Je me souviens : 8 mai 1965 à Colombes

Le 8 mai 1965, on commémorait à Colombes et ailleurs le 20e anniversaire de la fin en Europe de la Seconde Guerre Mondiale

Sur les ondes de Radio Luxembourg (1) Raymond Cartier (2) relevait les différences entre les commémorations de ce 8 mai selon les pays.

 Il notait que dans les pays (Etats-Unis, Royaume-Uni) dont le titre de co-vainqueurs de la Seconde Guerre Mondiale était incontestable, les cérémonies étaient plus sobres qu'en France. Comme si en France, certains voulaient compenser leurs doutes quant au bien-fondé d'un droit de ce pays à prétendre au statut de vainqueur par un étalage de symboles. Pour essayer de s'y faire croire.
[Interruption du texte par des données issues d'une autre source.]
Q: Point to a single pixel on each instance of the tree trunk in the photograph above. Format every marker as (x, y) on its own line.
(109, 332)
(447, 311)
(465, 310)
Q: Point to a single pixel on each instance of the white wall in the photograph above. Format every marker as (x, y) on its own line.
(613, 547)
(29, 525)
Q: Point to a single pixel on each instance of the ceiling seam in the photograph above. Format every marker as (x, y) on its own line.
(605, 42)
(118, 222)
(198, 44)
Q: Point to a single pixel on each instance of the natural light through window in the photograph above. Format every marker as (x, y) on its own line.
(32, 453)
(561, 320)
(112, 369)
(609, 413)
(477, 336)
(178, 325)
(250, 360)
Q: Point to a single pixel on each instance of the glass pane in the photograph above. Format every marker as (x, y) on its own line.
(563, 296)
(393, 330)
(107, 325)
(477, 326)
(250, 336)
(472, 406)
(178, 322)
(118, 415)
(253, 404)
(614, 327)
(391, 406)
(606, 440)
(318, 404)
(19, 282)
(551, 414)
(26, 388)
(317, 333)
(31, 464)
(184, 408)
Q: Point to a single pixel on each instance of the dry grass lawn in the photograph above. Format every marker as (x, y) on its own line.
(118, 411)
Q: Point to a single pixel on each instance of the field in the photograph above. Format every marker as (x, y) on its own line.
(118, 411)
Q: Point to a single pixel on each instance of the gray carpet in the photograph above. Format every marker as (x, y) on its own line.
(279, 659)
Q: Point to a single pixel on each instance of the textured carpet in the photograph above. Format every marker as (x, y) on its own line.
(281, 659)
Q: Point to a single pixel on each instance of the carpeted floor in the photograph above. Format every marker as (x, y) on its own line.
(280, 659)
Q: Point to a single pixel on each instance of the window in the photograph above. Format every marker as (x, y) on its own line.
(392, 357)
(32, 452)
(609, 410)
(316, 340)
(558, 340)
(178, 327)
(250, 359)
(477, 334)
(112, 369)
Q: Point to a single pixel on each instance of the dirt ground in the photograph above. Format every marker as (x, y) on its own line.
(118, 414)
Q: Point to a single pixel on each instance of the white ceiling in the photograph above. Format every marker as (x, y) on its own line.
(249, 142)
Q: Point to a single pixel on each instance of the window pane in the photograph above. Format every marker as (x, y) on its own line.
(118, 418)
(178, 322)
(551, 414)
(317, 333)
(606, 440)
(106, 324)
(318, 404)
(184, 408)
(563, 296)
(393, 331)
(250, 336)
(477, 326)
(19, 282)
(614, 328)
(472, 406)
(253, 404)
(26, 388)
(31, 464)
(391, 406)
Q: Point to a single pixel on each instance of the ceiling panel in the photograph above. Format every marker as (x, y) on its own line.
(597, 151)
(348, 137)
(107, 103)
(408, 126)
C'est bien ce que je devinais aussi.

Le quotidien L'Aurore (Robert Lazurick) offrait un abonnement d'un an aux jeunes gens nés le 8 mai 1945. Dans le même journal, on pouvait lire que le Chancelier fédéral allemand Ludwig Erhard déclarait qu'il était impossible aux Allemands de célébrer le 8 mai, car le triomphe des vainqueurs, puis leurs divisions, avaient laissé l'Allemagne divisée et privée du droit à des élections libres dans tout le pays. Le même journal publiait une photographie de l'ambassadeur du Royaume-Uni en France, Sir Patrick Reilly, mis en présence de son collègue de Chine continentale, pays avec lequel la France avait établi des relations diplomatiques quatorze mois auparavant. Les deux diplomates s'évitent du regard.

Colombes, la présence de drapeaux américains au sommet de mâts place Rhin et Danube (l'espace qui faisait communiquer les rues Saint-Denis et du Bournard) détonne : depuis des mois, la propagande anti-américaine sous couvert de campagne pour la "paix au Vietnam" est intense. L'arrivée à la mairie en mars 1965 d'une municipalité dite d'Union Démocratique dirigée par Dominique Frelaut (communiste) peut augurer d'une intensification de cette campagne. Pour nous rendre en famille dans notre région d'origine, dans l'Aisne, nous traversons des communes à direction communiste : Gennevilliers (3), l'Île Saint-Denis etc... où la propagande en faveur de la "paix au Vietnam" est obsédante (4). Une des adjointes de Dominique Frélaut est Hélène Le Savouroux  (5), épouse du chef de file colombien de la S.F.I.O.. Photographiée devant un monument aux morts ce 8 mai, Hélène Le Savouroux a le style d'une jeune femme moderne du milieu des années 1960 (6).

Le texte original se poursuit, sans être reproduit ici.